Center for Black Music Research to receive new hip-hop collection
December 12, 2016
The Center for Black Music Research will be receiving a large archive of materials from Chicago’s past and present hip-hop scene, which is being collected for a documentary film currently in production.
The Two Seven Eight Media Company has been working on “Midway: The Story of Chicago’s Hip-Hop” for more than three years. More than 180 interviews were conducted with influential figures in Chicago’s hip-hop scene and a tremendous amount of fliers, posters and other materials have been gathered as source material for the film, according to Nathan Bakkum, interim associate director of the CBMR.
After the documentary’s estimated November 2017 end date, the Midway film group will give the CBMR its extensive collection of materials and oral histories.
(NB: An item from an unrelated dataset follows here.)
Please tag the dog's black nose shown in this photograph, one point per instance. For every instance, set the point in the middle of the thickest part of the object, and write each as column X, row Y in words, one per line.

The CBMR will then archive the collection for public use, according to Bakkum. He said he hopes when people around the city, country and world hear of the collection, they will be prompted to contribute their own materials, making the CBMR a hub for Chicago hip-hop history.
“The ‘Midway’ materials are really going to form the initial foundation of the Chicago hip-hop archive,” Bakkum said. “The long-term expectation is that it is going to be a much bigger and more comprehensive repository,” Bakkum said.
Bakkum said he became aware of materials involved in the creation of the ‘Midway’ documentary after meeting director, producer and co-writer, Ryan Brockmeier, at a spring 2015 Columbia meeting with hip-hop community members.
Brockmeier said he had always wanted the film to partner with a higher education institution, and Columbia’s involvement with hip-hop and its history made it an ideal facility to utilize the research.
Brockmeier said when he and his team were first thinking about making the documentary, they only planned on interviewing 40 to 50 people for the feature-length film, but because of the team’s engagement in the community, they thought it necessary to speak with a broader demographic of DJs, producers and rappers.
Brockmeier said he hopes the film educates people about lesser-known aspects of Chicago hip-hop.
“We’re trying to get a little bit deeper into what makes Chicago hip-hop unique from other cities,” Brockmeier said. “We’re talking about issues like segregation, gangs [and] political topics.”
Opening Chicago’s hip-hop scene to the public will allow students and others researching the subject to make their own discoveries by using the archive information once it is added, according to Laurie Lee Moses, archivist and digital librarian of the CBMR.
“It fits with our mission, which is to document and preserve materials about black cultural expression,” Moses said. “Hip-hop is a hugely important phenomenon that has spread across the entire world and [there] is little known [about] what part the Chicago community has played in the genre.”